Когда Бьяншон вернулся, Эжен сошел вниз пообедать. Всю ночь они, сменяясь, провели у большого, – один читал медицинские книги, другой писал письма к матери и сестрам.
На следующее утро в ходе болезни обнаружились симптомы благоприятные, по мнению Бьяншона, но состояние больного требовало постоянного ухода, и только эти два студента способны были его осуществить во всех подробностях, от описания которых лучше воздержаться, чтобы не компрометировать целомудрия речи наших дней. К изможденному телу старика ставили пиявки, за ними следовали припарки, ножные ванны и другие лечебные средства, возможные лишь благодаря самоотвержению и физической силе обоих молодых людей. Графиня де Ресто не приехала сама, а прислала за деньгами посыльного.
– Я думал, что она сама придет. Но это ничего, а то бы она расстроилась, – говорил старик, как будто бы довольный этим обстоятельством.
В семь часов вечера Тереза принесла записку от Дельфины:
«Чем вы заняты, мой друг? Неужели вы, едва успев полюбить, уже пренебрегаете мною? Нет, во время наших задушевных разговоров передо мной раскрылось ваше прекрасное сердце; вы – из тех, кто понимает, какое множество оттенков таится в чувстве, и будет верен до конца. Как вы сами сказали, слушая молитву Моисея,[80 - «Молитва Моисея» – ария из оперы итальянского композитора Россини «Моисей в Египте» (1818).] «для одних это все одна и та же нота, для других – вся беспредельность музыки!» Не забудьте, сегодня вечером мы едем на бал к виконтессе де Босеан, и я вас жду. Уже совершенно точно известно, что брачный контракт маркиза д'Ажуда подписан королем сегодня утром во дворце, а бедная виконтесса узнала об этом только в два часа. Весь Париж кинется к ней, как ломится народ на Гревскую площадь, когда там происходит казнь. Разве это не мерзость – итти смотреть, скроет ли женщина свое горе, сумеет ли красиво умереть? Я бы, конечно, не поехала, если бы раньше бывала у нее: но, разумеется, больше приемов у нее не будет, и все усилия, затраченные мною, чтобы попасть к ней, пропали бы даром. Мое положение совсем иное, чем у других. Кроме того, я еду и ради вас. Жду. Если через два часа вы не будете у меня, то не знаю, прощу ли вам такое вероломство».
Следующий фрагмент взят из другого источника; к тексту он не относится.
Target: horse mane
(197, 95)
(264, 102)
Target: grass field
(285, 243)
Растиньяк взял перо и написал в ответ:
«Я жду врача, чтобы узнать, останется ли жив ваш батюшка. Он при смерти. Я привезу вам приговор врача, боюсь, что это будет приговор смертный. Вы рассудите сами, можно ли вам ехать на бал. Нежно целую».
В половине девятого явился врач: он не дал благоприятного заключения, но и не полагал, что смерть наступит скоро. Он предупредил, что состояние больного будет то улучшаться, то ухудшаться: от этого будет зависеть и жизнь и рассудок старика.
– Лучше бы уж умер поскорее! – было последнее мнение врача.
Эжен поручил старика Горио заботам Бьяншона и поехал к г-же де Нусинген с вестями, настолько грустными, что всякое радостное чувство должно было бы исчезнуть, как это представлялось его сознанию, еще проникнутому понятиями о семейном долге. В момент его отъезда Горио, казалось, спал, но когда Растиньяк выходил из комнаты, старик вдруг приподнялся и, сидя на постели, крикнул ему вслед:
– Скажите ей: пусть все же веселится.
Молодой человек пришел к Дельфине, удрученный горем, а ее застал уже причесанной, в бальных туфельках, – оставалось надеть бальное платье. Но у последних сборов есть сходство с последними мазками живописца при окончании картины: на них уходит больше времени, чем на основное.
– Как, вы еще не одеты? – спросила она.